Last night, for instance, as I was sitting in the cool air, smoking one of the peculiarly bad cigars in which the brave men of Canada greatly rejoice, and for which they pay as heavily as if they were of the finest brands, a half-drunken man came up, abusing me in every possible way, threatening to smash every bone in my body, and altogether behaving himself in a way the reverse of polite. Perhaps you say, Why did you not knock him down? In novels heroes always do, and come clear off; but I am not writing fiction, and in real life I have always found discretion to be the better part of valour. The fact is, the fellow was a strapping Hercules, and I could see in a moment, if the appeal were to force, what the issue might be. Yet I had not done anything intentionally to offend him. He had come galloping up to the hotel, as they all do here—the horses are not trained to trot—and his horse had bucked him off. I believe I did say something to a friend of a mildly critical nature, but I question whether the rider heard it. The fact was, he was angry at having been thrown, and seeing that I was a stranger, he evidently thought he could pour the vials of his wrath on me. I must admit that in a little while he came up and apologized, and there was an end of the matter. But the worst part of it was that his friend remarked to me that this drunken insulting ruffian was one of the best fellows in the place. If so, Calgary has to be thankful for very small mercies indeed.

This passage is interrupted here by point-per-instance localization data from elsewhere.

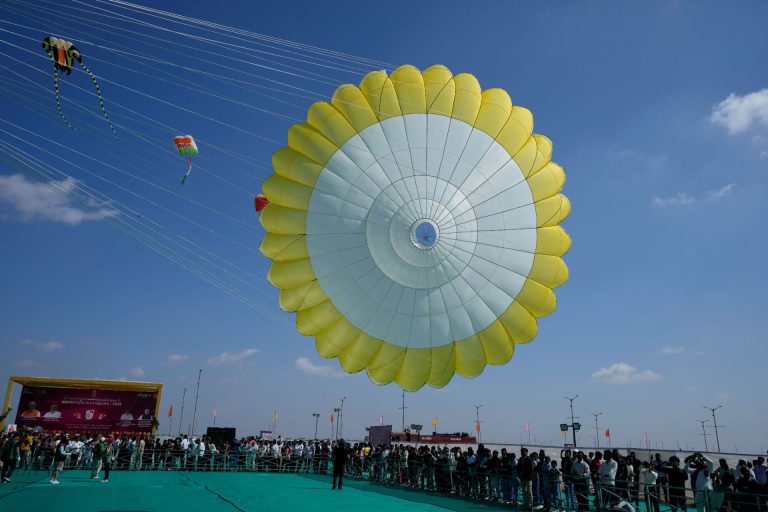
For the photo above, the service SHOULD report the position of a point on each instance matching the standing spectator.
(662, 481)
(552, 487)
(138, 459)
(623, 476)
(97, 461)
(723, 481)
(700, 468)
(107, 458)
(648, 477)
(59, 458)
(9, 456)
(607, 475)
(580, 472)
(676, 478)
(746, 491)
(25, 448)
(566, 467)
(525, 473)
(339, 462)
(761, 478)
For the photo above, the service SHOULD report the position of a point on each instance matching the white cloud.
(739, 113)
(761, 143)
(680, 199)
(232, 357)
(50, 200)
(622, 373)
(30, 364)
(649, 161)
(670, 351)
(137, 372)
(308, 367)
(49, 346)
(685, 199)
(724, 191)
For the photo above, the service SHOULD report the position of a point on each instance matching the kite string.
(98, 94)
(56, 92)
(167, 251)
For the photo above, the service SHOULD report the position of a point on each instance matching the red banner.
(85, 410)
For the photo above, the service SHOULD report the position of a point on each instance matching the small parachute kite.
(186, 146)
(63, 54)
(260, 202)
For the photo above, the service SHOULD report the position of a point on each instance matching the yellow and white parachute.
(414, 226)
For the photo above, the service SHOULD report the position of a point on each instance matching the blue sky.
(659, 115)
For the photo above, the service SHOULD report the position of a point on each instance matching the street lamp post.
(341, 417)
(597, 430)
(336, 411)
(317, 417)
(714, 423)
(573, 425)
(403, 408)
(477, 420)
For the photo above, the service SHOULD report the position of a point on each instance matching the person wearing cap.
(98, 453)
(580, 472)
(339, 461)
(107, 457)
(59, 458)
(9, 455)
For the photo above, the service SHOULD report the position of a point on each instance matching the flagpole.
(197, 395)
(181, 417)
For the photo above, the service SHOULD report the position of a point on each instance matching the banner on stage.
(62, 409)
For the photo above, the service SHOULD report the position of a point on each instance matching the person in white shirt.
(199, 451)
(184, 446)
(53, 414)
(700, 468)
(648, 477)
(607, 474)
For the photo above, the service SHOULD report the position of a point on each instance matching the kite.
(186, 146)
(63, 54)
(414, 226)
(260, 201)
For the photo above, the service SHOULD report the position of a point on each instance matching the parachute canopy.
(260, 201)
(413, 224)
(185, 145)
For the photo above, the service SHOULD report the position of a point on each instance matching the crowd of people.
(529, 481)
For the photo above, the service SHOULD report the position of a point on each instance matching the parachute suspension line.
(189, 170)
(101, 98)
(56, 92)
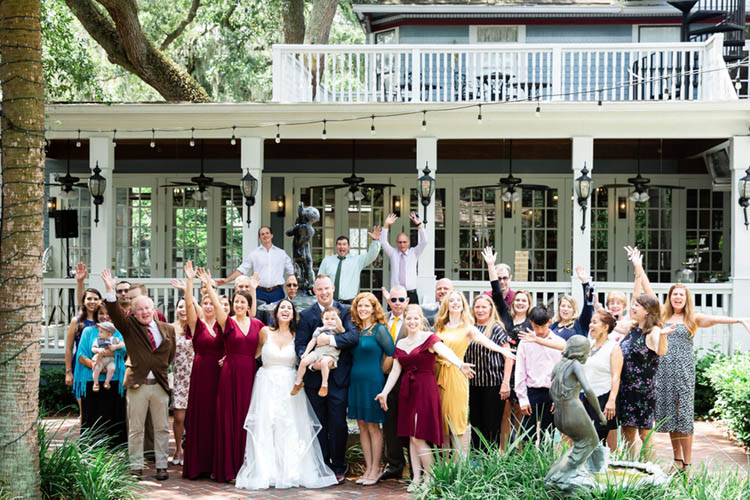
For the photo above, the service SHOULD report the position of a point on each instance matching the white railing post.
(416, 76)
(557, 73)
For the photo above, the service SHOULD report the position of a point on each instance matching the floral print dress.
(636, 400)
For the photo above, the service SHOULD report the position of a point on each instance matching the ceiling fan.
(67, 182)
(355, 183)
(641, 184)
(202, 182)
(511, 185)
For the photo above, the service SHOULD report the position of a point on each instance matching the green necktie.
(338, 279)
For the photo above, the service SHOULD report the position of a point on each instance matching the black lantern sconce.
(582, 187)
(97, 186)
(744, 188)
(426, 189)
(249, 186)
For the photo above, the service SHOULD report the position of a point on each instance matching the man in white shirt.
(270, 262)
(394, 453)
(404, 259)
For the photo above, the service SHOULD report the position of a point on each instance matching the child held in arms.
(324, 358)
(103, 349)
(534, 365)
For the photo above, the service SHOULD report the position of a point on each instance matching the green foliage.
(730, 378)
(705, 394)
(84, 467)
(518, 473)
(54, 395)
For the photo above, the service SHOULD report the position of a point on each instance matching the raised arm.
(192, 314)
(221, 316)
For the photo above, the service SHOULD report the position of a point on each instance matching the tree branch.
(178, 31)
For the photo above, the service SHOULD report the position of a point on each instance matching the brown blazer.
(141, 359)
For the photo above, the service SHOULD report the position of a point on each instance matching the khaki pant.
(140, 401)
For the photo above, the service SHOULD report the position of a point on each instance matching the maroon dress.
(233, 397)
(419, 412)
(200, 419)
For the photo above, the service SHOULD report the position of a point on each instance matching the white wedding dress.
(282, 447)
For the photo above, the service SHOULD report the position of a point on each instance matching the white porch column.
(583, 153)
(251, 160)
(739, 161)
(102, 152)
(427, 155)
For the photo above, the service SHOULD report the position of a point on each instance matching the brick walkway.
(710, 448)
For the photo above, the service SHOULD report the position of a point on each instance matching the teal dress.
(367, 378)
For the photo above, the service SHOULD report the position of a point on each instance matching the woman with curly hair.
(367, 379)
(454, 326)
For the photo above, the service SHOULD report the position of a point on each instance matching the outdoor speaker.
(66, 224)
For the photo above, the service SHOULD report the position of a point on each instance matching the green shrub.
(730, 378)
(84, 467)
(54, 396)
(705, 394)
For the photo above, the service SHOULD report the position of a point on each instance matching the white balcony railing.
(59, 305)
(501, 72)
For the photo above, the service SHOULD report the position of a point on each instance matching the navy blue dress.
(367, 377)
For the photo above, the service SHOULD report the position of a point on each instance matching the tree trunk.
(321, 18)
(293, 21)
(121, 36)
(21, 244)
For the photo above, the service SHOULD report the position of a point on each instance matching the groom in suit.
(330, 410)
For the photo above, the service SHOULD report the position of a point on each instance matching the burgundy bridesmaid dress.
(233, 397)
(419, 412)
(200, 419)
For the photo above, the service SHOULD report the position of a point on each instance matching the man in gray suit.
(394, 454)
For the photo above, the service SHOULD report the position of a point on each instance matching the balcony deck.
(692, 71)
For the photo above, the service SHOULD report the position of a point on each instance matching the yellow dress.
(454, 386)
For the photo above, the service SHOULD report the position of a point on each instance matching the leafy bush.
(54, 396)
(519, 474)
(730, 378)
(84, 467)
(705, 394)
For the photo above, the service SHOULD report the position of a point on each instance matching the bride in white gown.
(282, 448)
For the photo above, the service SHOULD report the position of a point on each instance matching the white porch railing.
(501, 72)
(59, 305)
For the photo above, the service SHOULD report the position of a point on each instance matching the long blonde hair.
(378, 316)
(443, 314)
(688, 312)
(573, 304)
(494, 317)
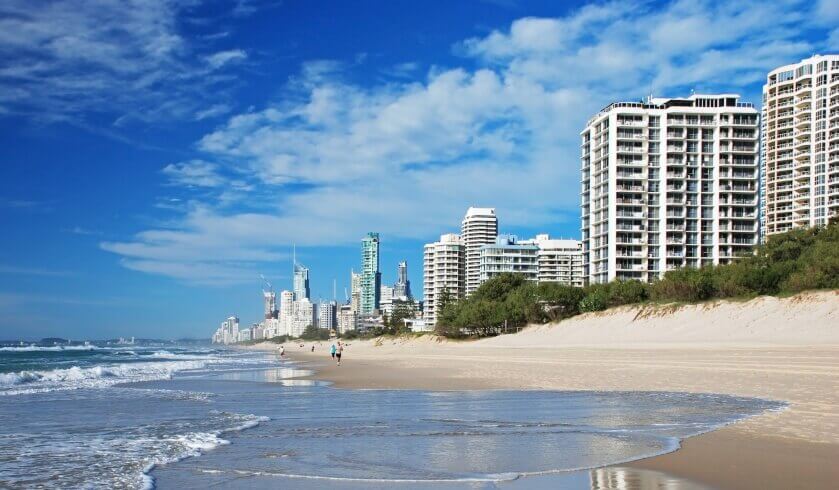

You ask, How could the fellow be drunk, seeing that there is a prohibitory liquor-law in existence? I have every reason to believe that Calgary is a very drunken place, nevertheless. I have already referred to one case of drunkenness. I may add that, in the afternoon of the same day, I had seen another in the shape of an old gentleman who was going to head a revolt which would cut off the North-West from the Dominion, and which would make her a Crown colony. He was very drunk as he stood on the bar opposite me declaiming all this bunkum. I remarked his state to the landlord, who seemed to feel how unfair it was that men could get drunk on the sly, and that a decent landlord, like himself, should be deprived of the privilege of selling them decent liquor. I own it is very hard on the publicans. At Moose Jaw one of them told me he would give five hundred pounds for a liquor license. ‘They call this a free country,’ said an indignant English settler to me, ‘and yet I can’t get a drop of good liquor. Pretty freedom, ain’t it?’ Unfortunately, the Government, while it prohibits the sale of liquor, does not exterminate the desire for it—perhaps only increases it—as we always cry for what we can’t get. Unfortunately, also, it is true that, as long as this demand exists, the supply will be found somehow.